To: John Gilmore <gnu@toad.com>
Cc: Rick Smith <rick_smith@securecomputing.com>, cryptography@c2.net,
        gnu@cygnus.com, alano@pcx.ncd.com
In-Reply-To: Message from John Gilmore <gnu@toad.com> 
   of "Tue, 23 May 2000 15:48:08 PDT." <200005232248.PAA16609@cygint.cygnus.com> 
Mime-Version: 1.0
Content-Type: text/plain; charset=us-ascii
Date: Tue, 23 May 2000 23:23:27 -0700
From: Alan Olsen <alano@pcx.ncd.com>
Message-Id: <20000524062327.C5E6C1D62A@summanulla.pcx.ncd.com>

John Gillmore wrote:
> Turning down the offer on verifiability grounds left them wondering
> whether they really would have done it if it'd been possible to keep
> the whole thing secret.  The quid pro quo offered by NSA would be that
> their products would have no trouble getting through the (at the time)
> draconian export controls.  Of course, there was no way to enforce the
> deal either; "blowing the whistle" if NSA refused export permission
> would have revealed the company's security products as untrustworthy,
> probably kicking it out of the security market.
> 
> Anybody tested the primes in major products lately?
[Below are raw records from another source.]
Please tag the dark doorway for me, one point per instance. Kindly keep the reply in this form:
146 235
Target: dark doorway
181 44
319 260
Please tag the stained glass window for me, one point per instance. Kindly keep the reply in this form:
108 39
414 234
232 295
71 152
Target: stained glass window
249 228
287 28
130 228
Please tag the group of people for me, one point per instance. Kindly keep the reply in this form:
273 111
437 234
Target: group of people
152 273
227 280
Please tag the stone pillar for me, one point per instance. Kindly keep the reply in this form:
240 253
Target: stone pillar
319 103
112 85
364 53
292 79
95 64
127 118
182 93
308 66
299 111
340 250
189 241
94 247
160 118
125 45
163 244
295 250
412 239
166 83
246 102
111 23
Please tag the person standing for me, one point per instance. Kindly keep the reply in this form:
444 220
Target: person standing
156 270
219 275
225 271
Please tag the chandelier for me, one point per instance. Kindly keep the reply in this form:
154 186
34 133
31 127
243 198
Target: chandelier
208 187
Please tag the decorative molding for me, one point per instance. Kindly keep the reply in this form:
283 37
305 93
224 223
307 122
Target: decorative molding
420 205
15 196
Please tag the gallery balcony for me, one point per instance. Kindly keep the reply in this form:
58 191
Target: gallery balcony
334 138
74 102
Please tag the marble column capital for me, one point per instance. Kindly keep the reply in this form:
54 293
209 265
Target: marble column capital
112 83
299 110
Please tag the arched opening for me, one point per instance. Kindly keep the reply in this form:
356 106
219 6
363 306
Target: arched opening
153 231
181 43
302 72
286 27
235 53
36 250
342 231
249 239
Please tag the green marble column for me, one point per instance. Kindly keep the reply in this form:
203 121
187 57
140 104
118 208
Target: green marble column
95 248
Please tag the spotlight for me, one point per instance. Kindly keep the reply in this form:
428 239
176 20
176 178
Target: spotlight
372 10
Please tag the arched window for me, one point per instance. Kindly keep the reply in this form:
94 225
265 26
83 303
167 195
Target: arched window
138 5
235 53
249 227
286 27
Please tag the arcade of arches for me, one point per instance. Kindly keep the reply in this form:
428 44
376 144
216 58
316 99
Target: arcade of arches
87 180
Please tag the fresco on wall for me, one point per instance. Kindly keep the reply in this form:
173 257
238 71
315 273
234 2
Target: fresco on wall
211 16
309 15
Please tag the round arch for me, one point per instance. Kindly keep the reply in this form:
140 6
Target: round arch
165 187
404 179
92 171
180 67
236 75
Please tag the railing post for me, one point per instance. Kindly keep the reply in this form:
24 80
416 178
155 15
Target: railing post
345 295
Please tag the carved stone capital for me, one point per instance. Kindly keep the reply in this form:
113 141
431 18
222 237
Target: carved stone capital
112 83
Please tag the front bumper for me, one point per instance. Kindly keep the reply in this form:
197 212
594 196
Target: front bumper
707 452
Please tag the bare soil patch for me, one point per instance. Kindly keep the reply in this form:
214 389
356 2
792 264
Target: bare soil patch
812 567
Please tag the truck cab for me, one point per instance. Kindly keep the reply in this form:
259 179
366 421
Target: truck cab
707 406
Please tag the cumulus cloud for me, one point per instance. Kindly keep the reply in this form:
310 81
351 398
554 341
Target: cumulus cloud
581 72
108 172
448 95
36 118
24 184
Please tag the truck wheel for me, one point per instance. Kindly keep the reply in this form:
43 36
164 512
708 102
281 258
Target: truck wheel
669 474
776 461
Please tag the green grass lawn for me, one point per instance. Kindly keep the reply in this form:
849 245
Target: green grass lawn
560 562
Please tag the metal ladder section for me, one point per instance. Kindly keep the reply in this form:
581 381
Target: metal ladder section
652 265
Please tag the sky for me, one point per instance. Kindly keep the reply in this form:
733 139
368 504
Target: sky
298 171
Actually you do not even need that.  All you have to do is make sure that the passphrase never reaches the level of entropy of the encryption algorithm.
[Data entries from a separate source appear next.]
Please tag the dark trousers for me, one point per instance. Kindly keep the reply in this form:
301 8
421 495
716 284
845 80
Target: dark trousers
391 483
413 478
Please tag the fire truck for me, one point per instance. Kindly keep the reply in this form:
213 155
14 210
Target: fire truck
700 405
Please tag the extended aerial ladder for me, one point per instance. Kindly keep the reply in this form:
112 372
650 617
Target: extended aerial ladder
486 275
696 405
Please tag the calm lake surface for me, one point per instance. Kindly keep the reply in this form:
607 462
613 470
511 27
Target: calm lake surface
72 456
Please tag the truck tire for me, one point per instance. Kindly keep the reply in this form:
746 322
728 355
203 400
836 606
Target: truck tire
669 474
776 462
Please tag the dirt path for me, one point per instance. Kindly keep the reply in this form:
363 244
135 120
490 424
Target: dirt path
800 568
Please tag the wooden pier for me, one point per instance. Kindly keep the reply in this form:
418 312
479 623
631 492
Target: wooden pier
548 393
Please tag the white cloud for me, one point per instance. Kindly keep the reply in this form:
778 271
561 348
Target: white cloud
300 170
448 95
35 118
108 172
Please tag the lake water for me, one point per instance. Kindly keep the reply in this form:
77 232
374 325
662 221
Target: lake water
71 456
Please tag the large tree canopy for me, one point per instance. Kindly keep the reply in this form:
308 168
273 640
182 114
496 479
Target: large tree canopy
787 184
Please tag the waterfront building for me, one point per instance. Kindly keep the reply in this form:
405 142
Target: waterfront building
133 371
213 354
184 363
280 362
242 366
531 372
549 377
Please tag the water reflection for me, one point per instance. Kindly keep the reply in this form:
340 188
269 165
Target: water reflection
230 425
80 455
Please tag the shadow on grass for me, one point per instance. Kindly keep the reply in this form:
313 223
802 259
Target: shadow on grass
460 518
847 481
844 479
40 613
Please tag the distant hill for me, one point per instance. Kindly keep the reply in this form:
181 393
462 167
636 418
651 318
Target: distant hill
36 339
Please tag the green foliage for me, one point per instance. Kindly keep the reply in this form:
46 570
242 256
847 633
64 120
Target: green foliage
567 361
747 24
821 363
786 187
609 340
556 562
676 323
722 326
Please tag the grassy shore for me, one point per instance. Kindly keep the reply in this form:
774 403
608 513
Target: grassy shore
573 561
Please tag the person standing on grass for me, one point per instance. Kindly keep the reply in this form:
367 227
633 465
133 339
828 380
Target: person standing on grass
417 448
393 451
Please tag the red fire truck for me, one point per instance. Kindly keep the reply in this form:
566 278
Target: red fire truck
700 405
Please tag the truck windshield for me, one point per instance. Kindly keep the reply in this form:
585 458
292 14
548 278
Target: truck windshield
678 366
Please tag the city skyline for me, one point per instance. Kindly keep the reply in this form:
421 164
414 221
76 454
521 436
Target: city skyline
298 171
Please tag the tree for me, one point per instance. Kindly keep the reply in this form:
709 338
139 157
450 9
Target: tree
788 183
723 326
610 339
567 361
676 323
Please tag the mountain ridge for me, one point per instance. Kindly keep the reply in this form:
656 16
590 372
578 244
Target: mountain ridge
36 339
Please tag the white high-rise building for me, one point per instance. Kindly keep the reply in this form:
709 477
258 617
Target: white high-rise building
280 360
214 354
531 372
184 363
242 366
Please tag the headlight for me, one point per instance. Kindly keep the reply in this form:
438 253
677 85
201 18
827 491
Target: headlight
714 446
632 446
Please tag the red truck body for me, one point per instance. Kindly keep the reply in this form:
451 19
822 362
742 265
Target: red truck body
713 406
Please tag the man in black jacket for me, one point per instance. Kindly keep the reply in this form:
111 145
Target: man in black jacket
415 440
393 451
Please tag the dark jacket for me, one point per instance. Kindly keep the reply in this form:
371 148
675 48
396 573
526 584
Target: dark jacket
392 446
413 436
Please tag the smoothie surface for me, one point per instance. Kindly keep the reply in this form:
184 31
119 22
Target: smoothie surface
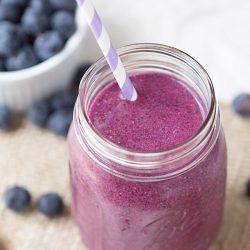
165 114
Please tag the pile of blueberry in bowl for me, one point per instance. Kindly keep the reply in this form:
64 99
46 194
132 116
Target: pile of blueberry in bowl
32 31
41 44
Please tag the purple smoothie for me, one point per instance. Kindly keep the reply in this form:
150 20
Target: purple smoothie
159 119
179 213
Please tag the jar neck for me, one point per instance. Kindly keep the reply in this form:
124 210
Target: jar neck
144 166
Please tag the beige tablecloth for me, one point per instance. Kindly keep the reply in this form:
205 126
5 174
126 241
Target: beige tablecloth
38 159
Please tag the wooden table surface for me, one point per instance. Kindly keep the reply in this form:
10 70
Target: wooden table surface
38 160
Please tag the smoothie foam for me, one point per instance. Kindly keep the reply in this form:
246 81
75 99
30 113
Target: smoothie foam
164 115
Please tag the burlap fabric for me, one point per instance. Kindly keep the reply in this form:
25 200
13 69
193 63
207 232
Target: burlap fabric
38 160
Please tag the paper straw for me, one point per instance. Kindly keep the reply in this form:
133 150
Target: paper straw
108 50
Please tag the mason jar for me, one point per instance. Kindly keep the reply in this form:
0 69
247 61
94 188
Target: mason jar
167 200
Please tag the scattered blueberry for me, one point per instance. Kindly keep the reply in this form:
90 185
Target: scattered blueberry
48 44
248 188
41 6
10 40
63 4
35 22
64 22
17 198
50 204
241 104
62 100
2 67
10 13
59 122
5 118
16 3
80 72
38 113
23 59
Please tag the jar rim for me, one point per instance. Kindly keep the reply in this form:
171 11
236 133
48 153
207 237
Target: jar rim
149 157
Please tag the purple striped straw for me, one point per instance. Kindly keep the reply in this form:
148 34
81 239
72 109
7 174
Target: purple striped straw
108 50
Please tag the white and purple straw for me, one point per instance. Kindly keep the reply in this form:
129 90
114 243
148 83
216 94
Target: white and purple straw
108 50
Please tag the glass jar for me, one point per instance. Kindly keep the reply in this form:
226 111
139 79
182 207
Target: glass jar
167 200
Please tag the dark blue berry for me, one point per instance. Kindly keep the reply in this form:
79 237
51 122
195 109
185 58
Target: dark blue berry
25 37
64 22
41 6
35 22
50 204
48 44
80 72
2 67
38 113
59 121
16 3
17 198
23 59
10 13
10 40
63 4
241 104
248 188
5 118
62 100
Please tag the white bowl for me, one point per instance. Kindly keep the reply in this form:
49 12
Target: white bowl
19 89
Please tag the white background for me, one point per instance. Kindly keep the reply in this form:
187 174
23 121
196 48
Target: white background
215 32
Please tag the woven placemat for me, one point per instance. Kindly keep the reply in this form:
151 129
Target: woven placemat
37 159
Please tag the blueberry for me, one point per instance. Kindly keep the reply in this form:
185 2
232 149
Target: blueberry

An example of this is V-go.  It claims to use 128 bit Blowfish, but it is very difficult to generate a passphrase that contains 128 bits of entropy. (They also include a module for something called "cobra".  Sounds like homebrew snake-oil to me, but I have not reverse engineered that one yet.) 

V-Go uses a "graphical passphrase".  Not only does it contain a small number of combinations per "character", but it allows you to enter the elements in any order! (I have been trying to determine the total number of combinations involved, but I have not been able to determine a good formula for this and no standard statistics reference has given me any reasonable formula for this sort of combination problem.  If you have a formula, send it to me off-line.) You are given the option of which passphrase generation screen you want to use.  The "cards" screen can only generate 54 bits of entropy.  The "timeclock" screen can only generate less than 800,000 combinations.

The program is distributed by passlogix, but it has Intel's name all over it.  It seems to be used by a number of high profile sites.  Seems that it you put a well trusted name on it, people will use just about anything!